10x Genomics
Chromium Single Cell CNV

Cell Ranger DNA1.1, printed on 04/02/2025

Customized Secondary Analysis using cellranger-dna reanalyze

Analysis software for the 10x Genomics single cell DNA product is no longer supported. Raw data processing pipelines and visualization tools are available for download and can be used for analyzing legacy data from 10x Genomics kits in accordance with our end user licensing agreement without support.

The cellranger-dna reanalyze command re-runs copy number variation analysis on the read counts per bin per cell matrix, optionally with different parameters, a subset of cells, or structured by a user-provided Newick-formatted tree.

cellranger-dna reanalyze only works with cnv_data.h5 files generated by Cell Ranger DNA v1.1.

Command Line Interface

These are the most common command line arguments (run cellranger-dna reanalyze --help for a full list):

Argument	Description
`--id=ID`	A unique run ID string: e.g. `AGG123_reanalysis`
`--cnv-data=H5`	Path of `cnv_data.h5` from a previous `cellranger-dna` invocation (`cellranger-dna cnv`, `cellranger-dna reanalyze`, or `cellranger-dna aggr`).
`--reference=PATH`	Path to a Cell Ranger DNA reference.
`--csv=CSV`	Path of CSV file containing barcode subset definitions (see Configuration).
`--description=TEXT`	(optional) More detailed sample description.
`--tree=NEWICK`	(optional) Path to a Newick format tree file that defines the new tree structure. If this flag is not set, the data will be clustered as-is. Each leaf of this tree must correspond to a row in the CSV passed to --csv.
`--soft-min-avg-ploidy=FLOAT`	(optional) Use a known lower limit on the average ploidy of the sample.
`--soft-max-avg-ploidy=FLOAT`	(optional) Use a known upper limit on the average ploidy of the sample.

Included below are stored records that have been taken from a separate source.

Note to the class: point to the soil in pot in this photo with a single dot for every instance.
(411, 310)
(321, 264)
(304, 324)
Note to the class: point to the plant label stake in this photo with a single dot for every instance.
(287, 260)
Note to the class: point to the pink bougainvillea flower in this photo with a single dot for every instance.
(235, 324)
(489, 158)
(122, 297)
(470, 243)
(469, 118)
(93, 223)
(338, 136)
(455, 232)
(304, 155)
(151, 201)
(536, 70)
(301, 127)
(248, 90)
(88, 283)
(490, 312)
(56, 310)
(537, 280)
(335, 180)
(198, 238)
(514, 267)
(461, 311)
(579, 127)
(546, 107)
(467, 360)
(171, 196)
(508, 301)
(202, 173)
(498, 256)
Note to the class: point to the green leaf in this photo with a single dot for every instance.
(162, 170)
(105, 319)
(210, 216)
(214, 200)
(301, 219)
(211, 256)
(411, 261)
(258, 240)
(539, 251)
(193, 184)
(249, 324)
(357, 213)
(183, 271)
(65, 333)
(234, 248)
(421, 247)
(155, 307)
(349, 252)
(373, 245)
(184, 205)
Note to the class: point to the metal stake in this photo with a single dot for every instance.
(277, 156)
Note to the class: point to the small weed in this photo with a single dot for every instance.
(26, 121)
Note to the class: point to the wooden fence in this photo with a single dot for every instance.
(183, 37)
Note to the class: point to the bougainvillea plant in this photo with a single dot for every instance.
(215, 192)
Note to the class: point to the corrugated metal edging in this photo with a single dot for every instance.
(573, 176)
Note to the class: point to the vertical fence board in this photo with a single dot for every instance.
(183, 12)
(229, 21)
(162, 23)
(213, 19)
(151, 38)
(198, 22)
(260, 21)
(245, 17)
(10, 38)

After specifying these input arguments, run cellranger-dna reanalyze. In this example, we're reanalyzing the results of an aggregation named AGG123:

$ cd /home/jdoe/runs
$ ls -1 AGG123/outs/*.h5 # verify the input file exists
AGG123/outs/cnv_data.h5
$ cellranger-dna reanalyze --id=AGG123_reanalysis \
                       --cnv-data=AGG123/outs/cnv_data.h5 \
                       --csv=AGG123_reanalysis.csv \
                       --reference=/home/jdoe/refs/GRCh37

The pipeline will begin to run, creating a new folder named with the specified reanalysis ID (e.g. /home/jdoe/runs/AGG123_reanalysis). If this folder already exists, cellranger-dna will assume it is an existing pipestance and attempt to resume running it.

Pipeline Outputs

A successful run should conclude with a message similar to this:

2019-05-06 21:40:29 [runtime] (run:local)       ID.AGG123_reanalysis.CNV_REANALYZER_CS.DLOUPE_PREPROCESS.fork0.join
2019-05-06 21:40:31 [runtime] (chunks_complete) ID.AGG123_reanalysis.CNV_REANALYZER_CS._POSTPROCESSING.MAKE_WEBSUMMARY
2019-05-06 21:40:37 [runtime] (join_complete)   ID.AGG123_reanalysis.CNV_REANALYZER_CS.DLOUPE_PREPROCESS
 
Outputs:
- Run alerts:                       /home/jdoe/runs/AGG123_reanalysis/outs/alarms_summary.txt
- HDF5 file with CNV data:          /home/jdoe/runs/AGG123_reanalysis/outs/cnv_data.h5
- Loupe visualization file:         /home/jdoe/runs/AGG123_reanalysis/outs/dloupe.dloupe
- CNV calls with imputation:        /home/jdoe/runs/AGG123_reanalysis/outs/node_cnv_calls.bed
- CNV calls without imputation:     /home/jdoe/runs/AGG123_reanalysis/outs/node_unmerged_cnv_calls.bed
- Per-cell summary metrics:         /home/jdoe/runs/AGG123_reanalysis/outs/per_cell_summary_metrics.csv
- Reanalyze specification:          /home/jdoe/runs/AGG123_reanalysis/outs/reanalyze.csv
- Analysis summary metrics:         /home/jdoe/runs/AGG123_reanalysis/outs/summary.csv
- Newick guide-tree for clustering: null
 
Pipestance completed successfully!

Refer to the Analysis page for an explanation of the output.

Configuration

Selecting Cells Using a List of Cell Barcodes

You may select your barcodes of interest for each group directly, using a separate barcodes file for each group.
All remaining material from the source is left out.